Photos 01-03 - Traditional Sel'kup graves;




Photos 04-05 - "Cross & tree" graves (Sel'kup or Forest Nenets?); in accordance with Pagan tradition there must be two trees at the grave - dead dry tree at the western side (the tree of death) and living tree at the eastern side (the tree of life), the same symbolism as in Evenki shaman tent. Now Christian cross (the Tree of Life) usually substitutes the living tree at the east;



Photo 06 - Khanty graves with metallic boat for river journey;


Photos 07-08 - Khanty grave: veneration of Russian gods - fallen Orthodox cross with wooden communist star at the top of the cross;



Photos 09-12 - Sel'kup Christian graves with "communication holes", normally the hole in the wooden "dead human's house" for contacts with other world is closed by special wooden stopper ("cork"), it can be opened when communication is needed and then closed again. Khanty make "communication hole" differently - on the side of the "house" and close it with "cork" and three planks.

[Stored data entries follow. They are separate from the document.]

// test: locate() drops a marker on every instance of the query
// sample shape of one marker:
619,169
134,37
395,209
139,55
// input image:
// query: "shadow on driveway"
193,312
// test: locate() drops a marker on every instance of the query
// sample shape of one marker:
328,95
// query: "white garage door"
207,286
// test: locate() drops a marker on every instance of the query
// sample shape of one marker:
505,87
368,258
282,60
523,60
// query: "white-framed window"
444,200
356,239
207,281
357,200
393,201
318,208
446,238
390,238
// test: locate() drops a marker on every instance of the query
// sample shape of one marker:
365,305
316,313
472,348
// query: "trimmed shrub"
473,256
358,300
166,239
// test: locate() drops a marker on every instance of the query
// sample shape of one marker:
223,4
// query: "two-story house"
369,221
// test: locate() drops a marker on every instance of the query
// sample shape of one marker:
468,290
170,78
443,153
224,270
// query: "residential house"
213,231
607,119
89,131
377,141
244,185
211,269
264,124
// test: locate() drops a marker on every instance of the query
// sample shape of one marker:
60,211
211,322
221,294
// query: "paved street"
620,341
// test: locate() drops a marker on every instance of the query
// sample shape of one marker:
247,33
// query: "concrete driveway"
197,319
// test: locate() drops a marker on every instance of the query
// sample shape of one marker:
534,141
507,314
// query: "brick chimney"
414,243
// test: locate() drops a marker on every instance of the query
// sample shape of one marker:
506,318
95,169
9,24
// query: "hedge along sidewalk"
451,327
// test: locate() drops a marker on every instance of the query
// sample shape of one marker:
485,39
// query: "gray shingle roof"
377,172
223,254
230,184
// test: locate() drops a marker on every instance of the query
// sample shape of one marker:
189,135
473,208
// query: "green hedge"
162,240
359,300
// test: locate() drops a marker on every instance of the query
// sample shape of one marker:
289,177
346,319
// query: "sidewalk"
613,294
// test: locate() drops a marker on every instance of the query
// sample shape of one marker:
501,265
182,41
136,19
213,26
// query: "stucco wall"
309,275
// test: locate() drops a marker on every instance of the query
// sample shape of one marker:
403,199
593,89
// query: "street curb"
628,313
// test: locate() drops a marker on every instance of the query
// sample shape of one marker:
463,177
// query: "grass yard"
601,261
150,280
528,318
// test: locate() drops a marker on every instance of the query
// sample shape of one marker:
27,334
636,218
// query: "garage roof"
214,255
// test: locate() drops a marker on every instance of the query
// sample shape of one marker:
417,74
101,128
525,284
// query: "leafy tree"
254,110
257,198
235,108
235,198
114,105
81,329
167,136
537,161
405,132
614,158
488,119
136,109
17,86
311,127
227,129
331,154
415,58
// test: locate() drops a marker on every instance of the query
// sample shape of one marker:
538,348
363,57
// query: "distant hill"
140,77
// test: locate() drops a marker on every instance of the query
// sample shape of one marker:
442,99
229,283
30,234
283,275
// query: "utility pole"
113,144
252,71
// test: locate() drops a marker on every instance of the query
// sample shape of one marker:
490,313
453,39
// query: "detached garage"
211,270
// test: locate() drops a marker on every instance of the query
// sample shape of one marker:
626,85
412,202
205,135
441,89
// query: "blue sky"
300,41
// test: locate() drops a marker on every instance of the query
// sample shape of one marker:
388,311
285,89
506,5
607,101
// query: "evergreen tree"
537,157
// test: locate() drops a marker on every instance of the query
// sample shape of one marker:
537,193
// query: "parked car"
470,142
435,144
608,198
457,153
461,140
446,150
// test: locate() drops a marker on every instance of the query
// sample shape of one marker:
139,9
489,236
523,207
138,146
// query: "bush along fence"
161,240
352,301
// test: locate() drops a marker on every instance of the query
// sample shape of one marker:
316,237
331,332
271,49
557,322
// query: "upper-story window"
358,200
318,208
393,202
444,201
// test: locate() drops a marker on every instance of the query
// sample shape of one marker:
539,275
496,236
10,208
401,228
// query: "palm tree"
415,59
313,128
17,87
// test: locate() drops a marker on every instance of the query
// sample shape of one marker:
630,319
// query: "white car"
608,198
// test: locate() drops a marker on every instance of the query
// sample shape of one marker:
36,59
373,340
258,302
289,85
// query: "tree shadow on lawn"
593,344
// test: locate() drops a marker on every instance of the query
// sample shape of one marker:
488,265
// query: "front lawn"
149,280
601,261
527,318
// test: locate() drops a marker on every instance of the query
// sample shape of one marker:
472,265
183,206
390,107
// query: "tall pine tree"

Photos 13-15 - Forest Nenets graves with "communication bells", normally Nenets don't make crosses but always hang bell above every grave - for communication with different worlds Nenets ring bells.

1) Male Forest Nenets grave is traditionally equipped with the bell and the chain (chain also rings well)

2) Female Forest Nenets grave is traditionally equipped with the teapot and the chain (tea drinking is very important for all Native Siberians)





Do they sacrifice reindeer at the grave? - yes, they do: Nenets more often than Khantys and Sel'kups. Nenets, Khantys and Sel'kups give reindeer and sledge to dead human, sometimes - boat. Sledge - Western Siberians can't saddle and ride on reindeer's back - only Evenkis do that, Evenki reindeer are biggest and strongest in Siberia, for example not very big Evenki reindeer could easily carry me. Unfortunately Evenki reindeer are dying out fast because of industrial pollution and human crime.

[Ed. Note] When Christianity came to these cultures, it should have ended their 'need' to sacrifice any animal, since Jesus Christ was the final sacrifice.